UV light and relaxation
Rather then going to tanning salons to get that bronze complexion, researchers have found that tanners might be going for the relaxing effects produced by the ultraviolet light (UV) given off by tanning beds. Researchers said that these pleasurable feelings derived from the UV light might explain the repeat behavior of tanning bed visitors.
In this study, the participants who used the tanning beds with the UV light reported they felt more relaxed and at ease than those who weren't exposed to the UV light. When presented with the option of extended tanning bed visits, 12 out of 14 of the participants opted to continue their sessions and chose the bed with the UV light for 95 percent of their sessions. [Eurek Alert July 6, 2004]
EWG’s Sunscreen Guide to 1,400 sunscreens, sunblocks, lip balms and moisturizers tells you what you need to know to find safe and effective sunscreens.

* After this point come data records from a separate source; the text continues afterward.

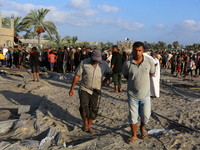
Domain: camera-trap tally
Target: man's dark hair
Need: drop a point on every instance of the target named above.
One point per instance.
(138, 44)
(115, 46)
(34, 48)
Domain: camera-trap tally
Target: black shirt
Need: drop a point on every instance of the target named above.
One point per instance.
(35, 59)
(117, 62)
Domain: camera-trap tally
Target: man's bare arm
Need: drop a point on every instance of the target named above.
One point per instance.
(112, 66)
(125, 76)
(106, 79)
(151, 74)
(75, 80)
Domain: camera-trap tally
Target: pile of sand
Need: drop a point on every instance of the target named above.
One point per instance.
(54, 122)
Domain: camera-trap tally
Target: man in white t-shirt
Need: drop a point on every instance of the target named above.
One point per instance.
(168, 60)
(108, 60)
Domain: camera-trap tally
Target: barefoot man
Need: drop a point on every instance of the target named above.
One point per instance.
(138, 70)
(92, 71)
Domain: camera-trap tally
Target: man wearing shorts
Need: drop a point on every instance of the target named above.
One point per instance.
(52, 58)
(35, 63)
(138, 70)
(92, 71)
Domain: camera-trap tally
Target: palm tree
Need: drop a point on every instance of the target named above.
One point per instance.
(6, 22)
(35, 20)
(162, 45)
(175, 44)
(73, 40)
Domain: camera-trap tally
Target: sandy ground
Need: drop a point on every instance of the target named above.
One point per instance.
(52, 108)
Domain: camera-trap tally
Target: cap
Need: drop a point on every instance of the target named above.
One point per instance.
(96, 55)
(153, 53)
(145, 47)
(71, 47)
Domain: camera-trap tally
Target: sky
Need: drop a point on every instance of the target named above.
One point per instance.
(115, 20)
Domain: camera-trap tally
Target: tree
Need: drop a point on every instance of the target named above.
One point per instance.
(175, 44)
(109, 44)
(169, 46)
(6, 22)
(35, 21)
(196, 46)
(73, 40)
(162, 45)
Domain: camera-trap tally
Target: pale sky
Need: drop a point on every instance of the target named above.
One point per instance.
(113, 20)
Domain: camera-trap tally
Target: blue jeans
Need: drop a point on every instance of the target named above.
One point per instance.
(141, 106)
(64, 66)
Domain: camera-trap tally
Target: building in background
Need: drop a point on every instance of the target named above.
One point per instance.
(126, 44)
(6, 34)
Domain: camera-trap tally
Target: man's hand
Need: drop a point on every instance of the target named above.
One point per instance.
(104, 82)
(71, 92)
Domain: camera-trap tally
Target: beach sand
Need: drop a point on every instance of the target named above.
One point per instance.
(52, 108)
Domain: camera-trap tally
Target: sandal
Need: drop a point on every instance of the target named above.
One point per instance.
(130, 140)
(144, 134)
(90, 130)
(85, 128)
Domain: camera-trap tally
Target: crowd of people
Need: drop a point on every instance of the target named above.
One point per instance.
(141, 69)
(181, 63)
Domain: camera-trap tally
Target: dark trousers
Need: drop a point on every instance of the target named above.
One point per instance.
(172, 69)
(191, 72)
(117, 79)
(9, 63)
(59, 67)
(197, 67)
(88, 104)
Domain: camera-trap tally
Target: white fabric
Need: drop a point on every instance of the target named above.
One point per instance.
(155, 80)
(146, 54)
(109, 58)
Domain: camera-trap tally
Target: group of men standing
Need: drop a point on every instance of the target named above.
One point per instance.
(137, 70)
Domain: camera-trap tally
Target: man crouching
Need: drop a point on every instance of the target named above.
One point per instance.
(92, 71)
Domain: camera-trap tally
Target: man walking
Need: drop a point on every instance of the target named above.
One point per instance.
(35, 63)
(9, 58)
(59, 59)
(65, 58)
(116, 66)
(138, 70)
(92, 71)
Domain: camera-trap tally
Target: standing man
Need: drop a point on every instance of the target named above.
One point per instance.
(9, 58)
(116, 66)
(124, 55)
(92, 71)
(65, 58)
(71, 57)
(59, 59)
(138, 70)
(155, 79)
(35, 63)
(16, 56)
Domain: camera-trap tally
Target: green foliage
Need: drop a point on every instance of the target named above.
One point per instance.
(36, 19)
(175, 44)
(6, 23)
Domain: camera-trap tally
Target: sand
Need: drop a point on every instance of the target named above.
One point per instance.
(54, 112)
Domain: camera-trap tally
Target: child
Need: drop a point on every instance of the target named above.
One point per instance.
(20, 59)
(2, 59)
(190, 67)
(52, 60)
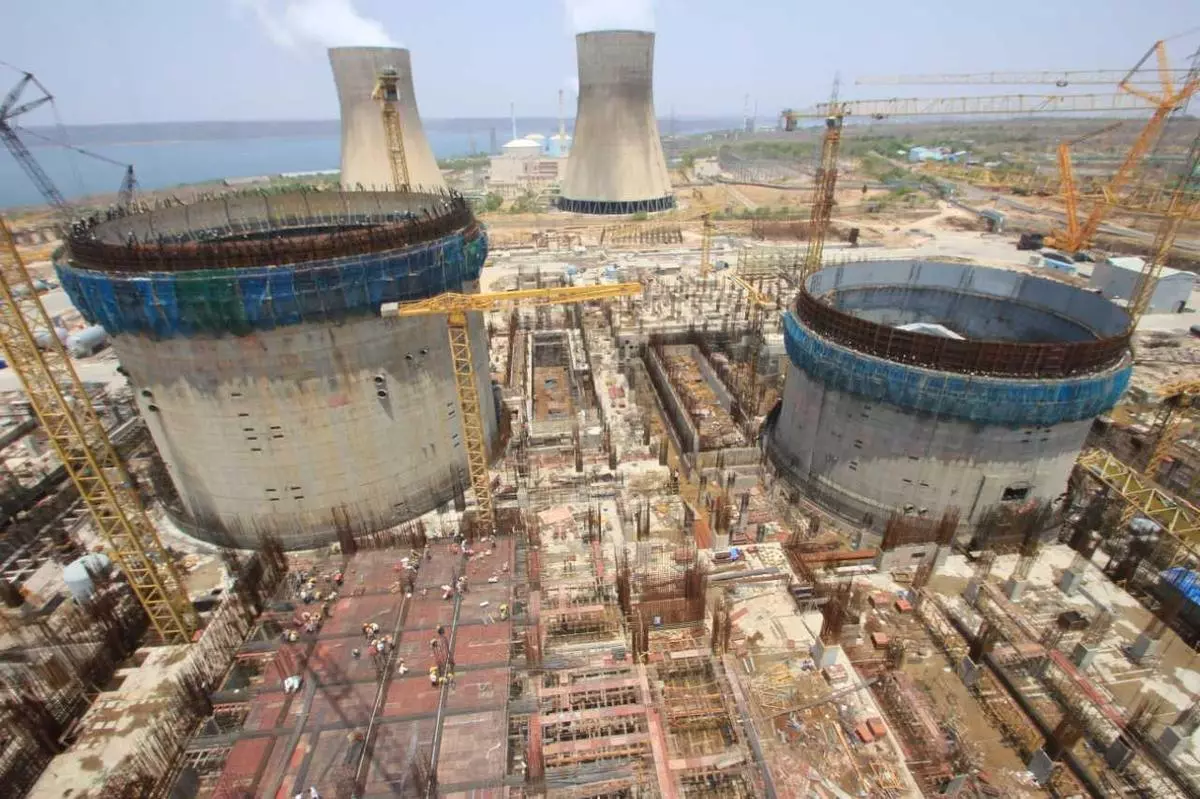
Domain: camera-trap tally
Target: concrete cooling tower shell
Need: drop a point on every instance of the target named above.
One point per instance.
(366, 161)
(616, 164)
(923, 388)
(279, 398)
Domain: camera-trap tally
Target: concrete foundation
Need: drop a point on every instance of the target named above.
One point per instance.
(1083, 656)
(823, 654)
(1119, 754)
(1071, 582)
(1171, 739)
(1014, 588)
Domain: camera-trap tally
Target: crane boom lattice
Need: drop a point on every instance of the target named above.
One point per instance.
(77, 434)
(388, 94)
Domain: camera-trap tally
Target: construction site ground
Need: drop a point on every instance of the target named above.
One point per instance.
(316, 736)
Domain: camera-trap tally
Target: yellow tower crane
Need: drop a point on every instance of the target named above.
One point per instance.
(77, 434)
(456, 307)
(706, 245)
(834, 114)
(387, 91)
(1179, 400)
(65, 410)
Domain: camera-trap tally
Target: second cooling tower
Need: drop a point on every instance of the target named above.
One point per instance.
(365, 148)
(616, 164)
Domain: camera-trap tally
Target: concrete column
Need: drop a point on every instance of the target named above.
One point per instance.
(1041, 767)
(1083, 656)
(1071, 582)
(825, 654)
(1171, 738)
(1014, 588)
(1119, 754)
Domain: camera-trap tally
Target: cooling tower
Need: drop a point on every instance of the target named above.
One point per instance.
(279, 398)
(921, 389)
(366, 160)
(616, 164)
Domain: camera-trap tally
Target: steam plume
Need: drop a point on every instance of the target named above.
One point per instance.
(327, 23)
(610, 14)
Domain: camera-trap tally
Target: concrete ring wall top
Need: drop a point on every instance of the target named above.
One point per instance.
(1011, 323)
(252, 263)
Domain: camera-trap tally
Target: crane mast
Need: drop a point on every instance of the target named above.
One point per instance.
(388, 94)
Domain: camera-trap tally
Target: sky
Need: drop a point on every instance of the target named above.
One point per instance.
(181, 60)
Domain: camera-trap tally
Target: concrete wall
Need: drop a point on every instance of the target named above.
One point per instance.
(617, 154)
(863, 457)
(1120, 283)
(365, 152)
(677, 414)
(283, 430)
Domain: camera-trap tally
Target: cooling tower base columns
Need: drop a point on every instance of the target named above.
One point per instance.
(617, 164)
(603, 208)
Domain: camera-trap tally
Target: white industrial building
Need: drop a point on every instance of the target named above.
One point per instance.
(522, 167)
(1117, 280)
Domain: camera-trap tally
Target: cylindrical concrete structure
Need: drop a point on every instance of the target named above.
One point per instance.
(280, 400)
(366, 157)
(616, 164)
(881, 418)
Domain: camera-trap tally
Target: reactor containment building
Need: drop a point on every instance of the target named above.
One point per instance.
(281, 402)
(922, 388)
(616, 164)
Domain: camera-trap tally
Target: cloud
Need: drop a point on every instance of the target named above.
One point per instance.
(297, 24)
(609, 14)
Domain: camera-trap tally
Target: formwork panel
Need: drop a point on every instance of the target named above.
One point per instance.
(472, 749)
(483, 643)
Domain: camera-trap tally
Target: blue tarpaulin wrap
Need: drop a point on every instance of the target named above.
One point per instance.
(984, 400)
(240, 301)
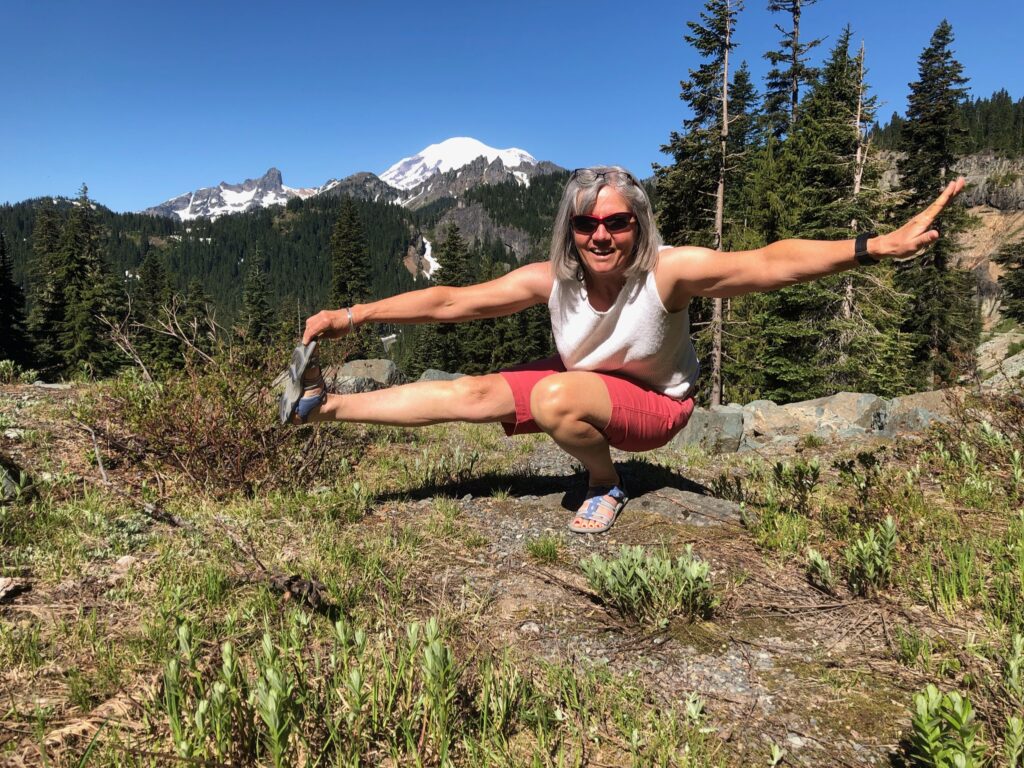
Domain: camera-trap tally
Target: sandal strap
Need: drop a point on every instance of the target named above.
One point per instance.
(600, 510)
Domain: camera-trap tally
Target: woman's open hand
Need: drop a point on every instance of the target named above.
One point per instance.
(329, 324)
(915, 233)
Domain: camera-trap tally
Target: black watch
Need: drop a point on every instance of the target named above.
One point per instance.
(860, 250)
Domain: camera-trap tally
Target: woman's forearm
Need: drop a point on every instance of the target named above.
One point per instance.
(791, 261)
(425, 305)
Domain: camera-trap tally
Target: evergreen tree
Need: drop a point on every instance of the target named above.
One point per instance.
(153, 299)
(442, 345)
(89, 293)
(349, 273)
(840, 332)
(702, 163)
(257, 317)
(13, 339)
(686, 188)
(47, 293)
(943, 317)
(788, 69)
(1011, 257)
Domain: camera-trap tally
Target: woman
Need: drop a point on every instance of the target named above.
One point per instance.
(626, 369)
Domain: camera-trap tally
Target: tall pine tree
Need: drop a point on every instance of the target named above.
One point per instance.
(943, 317)
(13, 339)
(1011, 256)
(89, 293)
(257, 316)
(47, 294)
(691, 192)
(350, 274)
(443, 346)
(840, 332)
(788, 69)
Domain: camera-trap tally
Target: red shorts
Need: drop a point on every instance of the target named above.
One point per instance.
(641, 418)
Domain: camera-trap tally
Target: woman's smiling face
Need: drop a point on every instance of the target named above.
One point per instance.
(605, 253)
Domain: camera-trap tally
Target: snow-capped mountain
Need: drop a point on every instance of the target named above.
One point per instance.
(448, 169)
(212, 202)
(451, 155)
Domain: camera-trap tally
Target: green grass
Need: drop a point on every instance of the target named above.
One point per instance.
(468, 686)
(545, 549)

EWG's exclusive scientific analysis helps you avoid red-flag ingredients like vitamin A (retinyl palmitate) and oxybenzone. EWG gives you straight talk about SPF.
It is recommended that you avoid any sunscreen containing the following:
PABA and PABA esters (ethyl dihydroxy propyl PAB, glyceryl PABA, p-aminobenzoic acid, padimate-O or octyl dimethyl PABA)
Cinnamates (cinoxate, ethylhexyl p-methoxycinnamate, octocrylene, octyl methoxycinnamate)
Benzophenones (dixoybenzone, oxybenzone)
Salicylates (ethylhexyl salicylate, homosalate, octyl salicylate)
Avobenzone [butyl-methyoxydibenzoylmethane; Parsol 1789] (In European Sunscreens)
An economical, effective and safe product is Blue Lizard Australian Sunscreen Sensitive - SPF 30+ or Blue Lizard
Australian Sunscreen Baby, SPF 30+. These have a rating score of 2 from EWG. Two or less is considered an acceptable score and given the color green. These contain nano-sized particles of titanium dioxide and zinc oxide.
Blue Lizard Australian Suncream, Regular or Sport (SPF 30+) contain oxybenzone, so should be avoided. However, these are waterproof, while the former two are not.
Zinc oxide and titanium dioxide are two of a number of ingredients with proven ability to protect skin from damage due to ultraviolet radiation. Zinc oxide and titanium dioxide are particularly valuable because of their ability to filter UVA as well as UVB light, giving broad protection from damaging sunlight.
Historically, when used in sunscreens, zinc oxide and titanium dioxide are visible, giving the skin a white colour. This effect can be reduced when these chemicals are used in nanoparticle form, where they cannot be seen on the skin but still retain the sun-screening properties of the coarser material.
Recently, there have been questions raised about the safety of sunscreens that contain nanoparticles. Concerns relate to the theoretical possibility that if nanoparticles were to be absorbed into skin cells, they could possibly interact with sunlight to increase the risk of damage to these cells. In early 2009, the Therapeutic Goods Administration (TGA) conducted an updated review of the scientific literature in relation to the use of nanoparticulate zinc oxide and titanium dioxide in sunscreens.
The TGA review concluded that the potential for titanium dioxide and zinc oxide nanoparticles in sunscreens to cause adverse effects depends primarily upon the ability of the nanoparticles to reach viable skin cells. To date, the current weight of evidence suggests that titanium dioxide and zinc oxide nanoparticles do not reach viable skin cells; rather, they remain on the surface of the skin and in the outer layer of the skin that is composed of non-viable cells.
It is possible to make your own sunscreen using oil, beeswax and zinc oxide or titanium dioxide. Instructions are available on the Internet.